II. L'EFFRITEMENT COMME MATÉRIAU

Le mur ne se contente pas de supporter l'œuvre : il en devient le sujet, avec ses efflorescences, ses zones d'usure, ses taches de salissure qui deviennent pigments involontaires. Rolet et Poppe exploitent cette déliquescence existante, intégrant l'humidité et le temps comme collaborateurs plastiques. Le crayon et le fusain dialoguent avec les cicatrices du support, créant une surface où l'intention artistique se mêle à la dégradation naturelle.
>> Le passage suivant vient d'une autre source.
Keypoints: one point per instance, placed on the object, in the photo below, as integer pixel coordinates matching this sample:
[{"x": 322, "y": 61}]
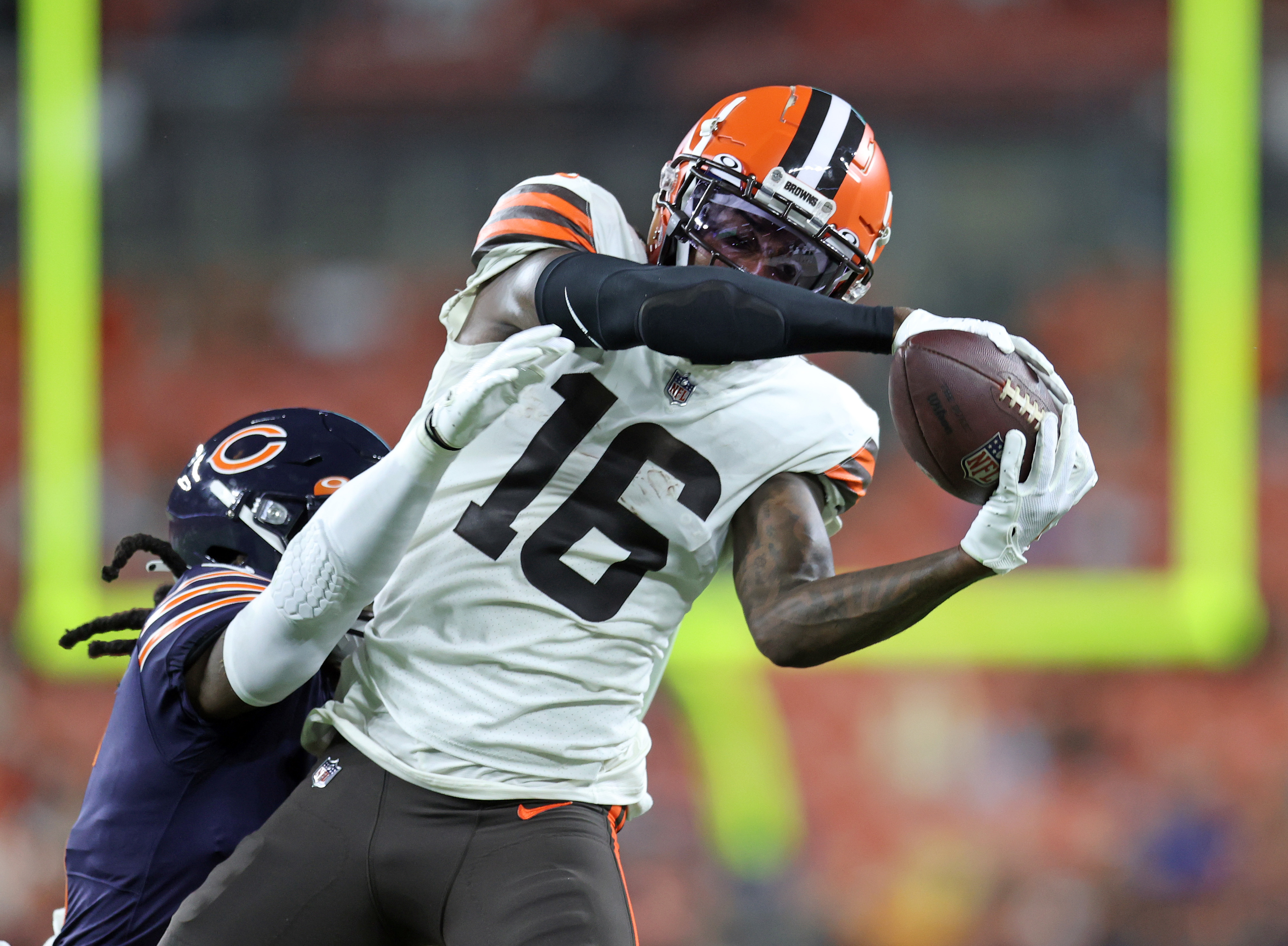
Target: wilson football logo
[
  {"x": 325, "y": 773},
  {"x": 679, "y": 388}
]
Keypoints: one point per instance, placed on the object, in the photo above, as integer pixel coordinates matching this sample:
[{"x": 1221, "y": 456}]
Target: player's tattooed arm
[
  {"x": 799, "y": 610},
  {"x": 209, "y": 688},
  {"x": 508, "y": 304}
]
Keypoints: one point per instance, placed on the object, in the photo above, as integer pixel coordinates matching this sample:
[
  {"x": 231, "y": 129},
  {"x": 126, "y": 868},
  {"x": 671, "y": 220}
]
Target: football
[{"x": 954, "y": 397}]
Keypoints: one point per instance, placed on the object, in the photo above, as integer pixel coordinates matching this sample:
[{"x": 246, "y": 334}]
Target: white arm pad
[{"x": 332, "y": 571}]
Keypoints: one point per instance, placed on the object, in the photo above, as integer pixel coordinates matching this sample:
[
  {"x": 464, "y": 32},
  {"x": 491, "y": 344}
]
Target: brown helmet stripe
[
  {"x": 851, "y": 141},
  {"x": 807, "y": 133}
]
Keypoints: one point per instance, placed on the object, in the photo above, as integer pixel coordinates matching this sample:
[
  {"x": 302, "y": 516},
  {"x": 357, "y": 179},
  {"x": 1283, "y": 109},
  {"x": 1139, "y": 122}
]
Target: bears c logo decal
[
  {"x": 222, "y": 463},
  {"x": 329, "y": 484}
]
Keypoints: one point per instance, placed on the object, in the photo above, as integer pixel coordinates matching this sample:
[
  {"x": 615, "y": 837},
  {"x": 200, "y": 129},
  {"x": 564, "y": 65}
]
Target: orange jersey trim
[
  {"x": 169, "y": 603},
  {"x": 557, "y": 205},
  {"x": 852, "y": 481},
  {"x": 616, "y": 818},
  {"x": 535, "y": 228},
  {"x": 185, "y": 618}
]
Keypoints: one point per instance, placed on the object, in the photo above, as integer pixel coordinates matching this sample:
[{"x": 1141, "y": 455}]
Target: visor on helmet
[
  {"x": 746, "y": 236},
  {"x": 728, "y": 215}
]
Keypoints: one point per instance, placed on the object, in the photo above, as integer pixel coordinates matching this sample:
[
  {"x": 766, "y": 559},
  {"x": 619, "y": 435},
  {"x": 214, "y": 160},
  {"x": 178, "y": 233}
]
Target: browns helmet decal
[{"x": 794, "y": 171}]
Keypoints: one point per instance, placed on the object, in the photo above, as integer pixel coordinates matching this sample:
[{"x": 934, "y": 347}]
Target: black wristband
[
  {"x": 433, "y": 434},
  {"x": 708, "y": 314}
]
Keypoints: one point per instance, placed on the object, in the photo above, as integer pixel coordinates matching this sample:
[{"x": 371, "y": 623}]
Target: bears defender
[
  {"x": 177, "y": 779},
  {"x": 478, "y": 770}
]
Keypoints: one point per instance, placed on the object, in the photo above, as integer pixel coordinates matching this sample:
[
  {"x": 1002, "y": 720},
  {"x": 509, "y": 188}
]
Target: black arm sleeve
[{"x": 708, "y": 314}]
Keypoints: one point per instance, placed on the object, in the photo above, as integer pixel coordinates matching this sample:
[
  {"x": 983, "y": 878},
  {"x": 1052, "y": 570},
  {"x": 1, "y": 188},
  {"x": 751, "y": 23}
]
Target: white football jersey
[{"x": 517, "y": 647}]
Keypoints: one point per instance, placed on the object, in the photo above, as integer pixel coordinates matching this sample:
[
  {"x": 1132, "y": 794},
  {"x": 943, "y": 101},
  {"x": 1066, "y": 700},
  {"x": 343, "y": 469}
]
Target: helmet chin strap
[
  {"x": 234, "y": 500},
  {"x": 245, "y": 515}
]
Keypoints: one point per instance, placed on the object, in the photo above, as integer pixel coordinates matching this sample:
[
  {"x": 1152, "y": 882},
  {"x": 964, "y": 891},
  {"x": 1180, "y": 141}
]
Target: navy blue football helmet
[{"x": 252, "y": 487}]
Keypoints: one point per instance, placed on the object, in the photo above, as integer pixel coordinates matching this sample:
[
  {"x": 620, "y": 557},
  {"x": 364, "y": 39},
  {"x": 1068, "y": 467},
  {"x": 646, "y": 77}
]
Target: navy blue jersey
[{"x": 173, "y": 793}]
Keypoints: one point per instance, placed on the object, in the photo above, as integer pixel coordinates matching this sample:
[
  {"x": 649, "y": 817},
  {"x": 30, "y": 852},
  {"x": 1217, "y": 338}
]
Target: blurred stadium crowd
[{"x": 292, "y": 188}]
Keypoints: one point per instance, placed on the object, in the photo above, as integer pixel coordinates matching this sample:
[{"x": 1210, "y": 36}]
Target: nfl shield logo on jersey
[
  {"x": 325, "y": 773},
  {"x": 983, "y": 466},
  {"x": 679, "y": 388}
]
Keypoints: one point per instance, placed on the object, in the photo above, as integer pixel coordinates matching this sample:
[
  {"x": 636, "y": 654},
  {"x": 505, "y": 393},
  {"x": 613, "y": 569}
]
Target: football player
[
  {"x": 476, "y": 774},
  {"x": 186, "y": 770}
]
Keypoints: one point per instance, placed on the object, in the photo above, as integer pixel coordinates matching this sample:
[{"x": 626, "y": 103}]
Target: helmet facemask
[{"x": 750, "y": 227}]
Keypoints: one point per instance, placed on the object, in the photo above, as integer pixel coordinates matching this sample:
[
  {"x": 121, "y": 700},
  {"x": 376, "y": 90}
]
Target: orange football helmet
[{"x": 781, "y": 182}]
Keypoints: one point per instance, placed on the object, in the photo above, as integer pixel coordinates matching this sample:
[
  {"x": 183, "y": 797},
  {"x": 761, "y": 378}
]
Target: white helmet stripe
[{"x": 825, "y": 146}]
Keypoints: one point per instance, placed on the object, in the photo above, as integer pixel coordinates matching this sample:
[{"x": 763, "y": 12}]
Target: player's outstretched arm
[
  {"x": 708, "y": 314},
  {"x": 802, "y": 615},
  {"x": 799, "y": 612},
  {"x": 347, "y": 552}
]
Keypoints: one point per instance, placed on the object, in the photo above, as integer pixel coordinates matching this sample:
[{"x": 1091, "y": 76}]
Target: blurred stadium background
[{"x": 292, "y": 190}]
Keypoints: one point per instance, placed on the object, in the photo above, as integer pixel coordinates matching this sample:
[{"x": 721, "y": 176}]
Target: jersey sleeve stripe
[
  {"x": 539, "y": 214},
  {"x": 558, "y": 206},
  {"x": 853, "y": 475},
  {"x": 165, "y": 631},
  {"x": 174, "y": 601},
  {"x": 570, "y": 197},
  {"x": 536, "y": 231}
]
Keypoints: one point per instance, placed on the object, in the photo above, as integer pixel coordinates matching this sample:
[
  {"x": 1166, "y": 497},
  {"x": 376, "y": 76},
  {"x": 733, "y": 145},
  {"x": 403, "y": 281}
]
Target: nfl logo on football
[
  {"x": 985, "y": 465},
  {"x": 679, "y": 388},
  {"x": 325, "y": 773}
]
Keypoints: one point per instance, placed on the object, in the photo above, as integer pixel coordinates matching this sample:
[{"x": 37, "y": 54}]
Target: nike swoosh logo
[
  {"x": 580, "y": 323},
  {"x": 526, "y": 813}
]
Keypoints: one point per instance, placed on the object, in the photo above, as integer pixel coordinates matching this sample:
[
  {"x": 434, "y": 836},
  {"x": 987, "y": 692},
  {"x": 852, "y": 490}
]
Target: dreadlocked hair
[
  {"x": 136, "y": 618},
  {"x": 142, "y": 542}
]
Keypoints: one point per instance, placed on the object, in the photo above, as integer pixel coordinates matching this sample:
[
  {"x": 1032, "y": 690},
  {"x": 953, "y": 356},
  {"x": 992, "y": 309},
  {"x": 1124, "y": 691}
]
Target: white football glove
[
  {"x": 1044, "y": 369},
  {"x": 921, "y": 321},
  {"x": 1019, "y": 513},
  {"x": 492, "y": 385}
]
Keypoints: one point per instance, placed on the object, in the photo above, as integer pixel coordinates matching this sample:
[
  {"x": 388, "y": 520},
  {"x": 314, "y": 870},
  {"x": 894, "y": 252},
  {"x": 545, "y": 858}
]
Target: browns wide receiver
[{"x": 492, "y": 743}]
Cette stratégie transcende la simple ornementation murale pour produire une archéologie du présent.

III. LA MINIMALITÉ MONUMENTAL

Le style graphique épuré trouve sa radicalité dans l'absence : peu de traits, peu de volume, une économie extrême du geste. Pourtant, cette sobriété opère au cœur d'un édifice caverneux, face à des piliers qui écrasent toute tentative de présence. Le pianiste minuscule joue dans l'ombre des géants architecturaux, ses mains esquissées avec une précision presque calligraphique. Cette confrontation des échelles produit une mélancolie profonde, où la création individuelle se mesure silencieusement à l'impassibilité de la structure.